A forest court called the court of wood pleas or woodplayt, which had previously been held yearly, was held every three weeks in 1275, when inhabitants of Avisford hundred complained of its injustice. (fn. 98) In 1301, because of poor administration, the income was only 10s. a year. (fn. 99) An alternative name in 1435 was woodcourt. (fn. 100)
Robert FitzTetbald (d. 1087), a prominent under-tenant of earl Roger, was sheriff of the rape in 1086. (fn. 101) A bailiff of the honor, evidently also of the rape, was mentioned from 1225, (fn. 102) and plural bailiffs occasionally from 1351 or earlier. (fn. 103) Holders of the office in the later 16th century included John Apsley (fn. 104) and Thomas Lewknor. (fn. 105) In the mid 17th century a deputy bailiff, (fn. 106) and in 1701 two under-bailiffs, (fn. 107) were recorded. The last known bailiff was appointed in 1816. (fn. 108) Stewards of the rape were mentioned at various dates between the 13th century and the early 18th. (fn. 109) A beadle was recorded in 1275 (fn. 110) and a receiver between the 14th century and the 16th. (fn. 111) A chief forester was mentioned between 1275 and the mid 15th century; (fn. 112) in 1435 his jurisdiction covered all the earl of Arundel's forests, woods, and parks in Sussex and Surrey. (fn. 113) Leather searchers and sealers were appointed by 1563 to serve both for the rape and for Arundel borough. (fn. 114)
A water bailiff appointed in the 15th century had jurisdiction over the Arun from Arundel bridge to Stopham bridge; (fn. 115) William Barttelot of Stopham held the office in 1576-7, (fn. 116) and Henry Howard-Molyneux-Howard, a relation of the duke of Norfolk, in 1792. (fn. 117) The rights and duties of the office were codified c. 1637. (fn. 118) In 1792 the water bailiff additionally collected harbour dues at Littlehampton. (fn. 119)

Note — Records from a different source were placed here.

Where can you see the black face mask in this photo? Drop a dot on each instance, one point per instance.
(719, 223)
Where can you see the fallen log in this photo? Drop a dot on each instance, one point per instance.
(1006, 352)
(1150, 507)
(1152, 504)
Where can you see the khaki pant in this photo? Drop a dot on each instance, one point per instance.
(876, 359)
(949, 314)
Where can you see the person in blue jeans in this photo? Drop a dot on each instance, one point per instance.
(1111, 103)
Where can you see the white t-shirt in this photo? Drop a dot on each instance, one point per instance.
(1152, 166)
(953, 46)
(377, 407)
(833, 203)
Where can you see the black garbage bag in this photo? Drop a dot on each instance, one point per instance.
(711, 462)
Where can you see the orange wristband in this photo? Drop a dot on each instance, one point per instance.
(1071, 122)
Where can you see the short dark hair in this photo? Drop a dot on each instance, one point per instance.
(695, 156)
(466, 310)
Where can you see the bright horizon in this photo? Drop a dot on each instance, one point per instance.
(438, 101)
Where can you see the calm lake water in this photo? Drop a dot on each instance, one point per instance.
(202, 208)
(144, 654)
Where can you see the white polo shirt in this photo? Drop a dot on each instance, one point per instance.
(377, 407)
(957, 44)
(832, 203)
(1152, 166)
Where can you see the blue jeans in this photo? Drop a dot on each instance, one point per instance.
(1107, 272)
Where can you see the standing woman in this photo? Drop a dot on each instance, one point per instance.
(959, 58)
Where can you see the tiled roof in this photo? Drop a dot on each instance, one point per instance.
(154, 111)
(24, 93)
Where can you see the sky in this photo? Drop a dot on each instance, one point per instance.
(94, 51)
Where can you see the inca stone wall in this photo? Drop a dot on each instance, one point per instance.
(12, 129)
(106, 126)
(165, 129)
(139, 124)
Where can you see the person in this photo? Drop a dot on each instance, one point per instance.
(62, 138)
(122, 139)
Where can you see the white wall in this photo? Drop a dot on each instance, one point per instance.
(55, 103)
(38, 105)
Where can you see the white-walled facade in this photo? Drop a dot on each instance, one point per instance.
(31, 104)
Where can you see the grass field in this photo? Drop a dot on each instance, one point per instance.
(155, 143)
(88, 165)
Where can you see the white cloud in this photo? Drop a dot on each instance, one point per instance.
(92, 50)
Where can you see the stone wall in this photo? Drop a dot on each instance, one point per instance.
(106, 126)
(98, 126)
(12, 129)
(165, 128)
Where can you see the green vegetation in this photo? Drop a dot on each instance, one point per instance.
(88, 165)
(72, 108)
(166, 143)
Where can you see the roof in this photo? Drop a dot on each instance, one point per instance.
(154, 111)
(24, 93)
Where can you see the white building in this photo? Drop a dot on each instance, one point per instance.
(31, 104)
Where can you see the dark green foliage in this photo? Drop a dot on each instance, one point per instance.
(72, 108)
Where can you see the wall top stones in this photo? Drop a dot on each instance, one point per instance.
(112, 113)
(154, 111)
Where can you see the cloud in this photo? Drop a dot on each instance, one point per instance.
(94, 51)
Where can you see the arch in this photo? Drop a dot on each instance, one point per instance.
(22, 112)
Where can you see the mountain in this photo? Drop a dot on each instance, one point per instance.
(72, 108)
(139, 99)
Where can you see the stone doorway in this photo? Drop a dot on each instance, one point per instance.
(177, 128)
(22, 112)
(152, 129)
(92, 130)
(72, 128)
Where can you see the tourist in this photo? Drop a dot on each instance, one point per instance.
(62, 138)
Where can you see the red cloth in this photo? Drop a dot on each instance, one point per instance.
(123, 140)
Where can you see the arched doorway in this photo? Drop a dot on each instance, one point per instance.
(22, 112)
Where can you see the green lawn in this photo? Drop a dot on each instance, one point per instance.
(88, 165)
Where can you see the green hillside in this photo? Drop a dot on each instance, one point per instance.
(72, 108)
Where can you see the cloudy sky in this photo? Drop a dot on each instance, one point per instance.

Right to wreck along most of the coastline of the rape belonged to the lord c. 1209 and later. (fn. 122) In 1275 the Crown as lord had the assize of bread and of ale in each hundred, together with gallows. The rape steward was then attempting to assert his own authority against that of the sheriff: he insisted that 'private' business could not be treated at the tourn in his absence, and also imprisoned felons and accepted fines for their release, on one occasion intercepting a robbery suspect being taken to the gaol at Guildford. (fn. 123)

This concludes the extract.